Google’s answer to Apple Pay, Samsung Pay and any other mobile payment platform has begun to roll out to Android phones.

The company said its Android Pay service works with all NFC-enabled Android devices running KitKat 4.4 or higher, on any mobile carrier, and at every tap-and-pay-ready location across the U.S. (currently topping 1 million places).

The platform will be pre-installed on new NFC-enabled carrier phones from AT&T, T-Mobile and Verizon Wireless, and will be available for download on Google Play within the next few days.

Users of its mixed-success predecessor, Google Wallet, will be able to access Android Pay through an update to the Wallet app.

The program, detailed at Google’s I/O developers’ conference in May, will support credit and debit cards from the four major payment networks, American Express, Discover, MasterCard and Visa, and won’t charge transaction fees due to recent changes in card security procedures.

Participating banks and credit unions include American Express, Bank of America, Discover, Navy Federal Credit Union, PNC, Regions Bank, USAA, and U.S. Bank, and Wells Fargo, Capital One and Citi are expected to follow shortly.

By enabling bank apps to integrate with the platform, Android Pay lets users add their credit and debit cards directly from bank apps for use with Android Pay. For added security, payments will be transmitted through a virtual account number, rather than users’ actual credit and debit card numbers.

The platform can also store gift cards, loyalty cards and promotional offers on devices, which can be transmitted to select merchants with a tap, and will be accepted for mobile checkout with leading apps later this year, Google said.

The company said it partnered with top payments processors including Braintree, CyberSource, First Data, Stripe and Vantiv in developing the program, and expects greater traction for its newest incarnation now that AT&T, T-Mobile and Verizon dropped plans for their own mobile-payment platform, Isis.

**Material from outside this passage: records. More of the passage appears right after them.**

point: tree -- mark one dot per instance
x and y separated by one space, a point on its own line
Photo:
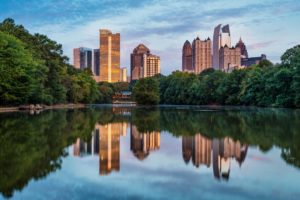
21 75
291 59
52 79
146 91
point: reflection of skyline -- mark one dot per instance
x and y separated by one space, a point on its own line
197 149
201 150
142 143
105 142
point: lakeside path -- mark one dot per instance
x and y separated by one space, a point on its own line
58 106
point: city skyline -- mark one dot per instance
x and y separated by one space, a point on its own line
73 29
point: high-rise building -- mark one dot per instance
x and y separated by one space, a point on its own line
230 58
221 39
82 58
187 63
201 55
123 74
137 61
242 46
151 65
247 62
109 56
96 61
143 64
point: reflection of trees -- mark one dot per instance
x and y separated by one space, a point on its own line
262 127
32 146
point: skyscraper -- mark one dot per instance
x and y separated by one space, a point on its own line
187 64
109 56
242 46
137 61
96 57
221 38
151 65
201 55
123 74
82 58
230 58
143 64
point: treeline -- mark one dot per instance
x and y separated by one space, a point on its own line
34 70
264 84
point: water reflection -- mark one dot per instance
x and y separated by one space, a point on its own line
142 143
200 150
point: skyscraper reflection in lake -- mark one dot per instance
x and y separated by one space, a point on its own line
142 143
201 150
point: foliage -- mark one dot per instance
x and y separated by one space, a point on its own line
38 62
263 84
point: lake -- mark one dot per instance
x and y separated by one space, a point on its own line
167 152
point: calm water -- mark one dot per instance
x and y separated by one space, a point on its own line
151 153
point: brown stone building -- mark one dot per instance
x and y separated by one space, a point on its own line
143 63
230 58
242 46
201 55
109 56
187 63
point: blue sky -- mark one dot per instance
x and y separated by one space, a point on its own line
269 26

A fourth system vying for critical mass is the Merchant Customer Exchange (MCX), which was built by a consortium of retailers including Walmart, Sears, Target and Lowe’s.

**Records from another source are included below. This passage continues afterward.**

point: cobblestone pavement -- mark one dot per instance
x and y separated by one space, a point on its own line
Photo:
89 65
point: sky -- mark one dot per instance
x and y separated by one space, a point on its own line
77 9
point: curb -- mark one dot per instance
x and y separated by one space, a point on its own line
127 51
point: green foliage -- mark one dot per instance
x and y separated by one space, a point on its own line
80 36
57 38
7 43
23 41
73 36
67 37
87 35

Best Buy, an early backer, bowed out earlier this year in favor of Apple’s option, as it forged closer ties with its vendor partner.

MCX and its CurrentC mobile wallet app is still in development and is expected to begin a limited public pilot this fall.

According to Forrester Research the in-store mobile payment market is expected to hit some $6.8 billion this year, prompting NextWorth Solutions’ chief marketing officer Jeff Traschel to urge TWICE’s retail readers to “find ways to work mobile payment into brick-and-mortar locations, or lose the ongoing battle to e-commerce.”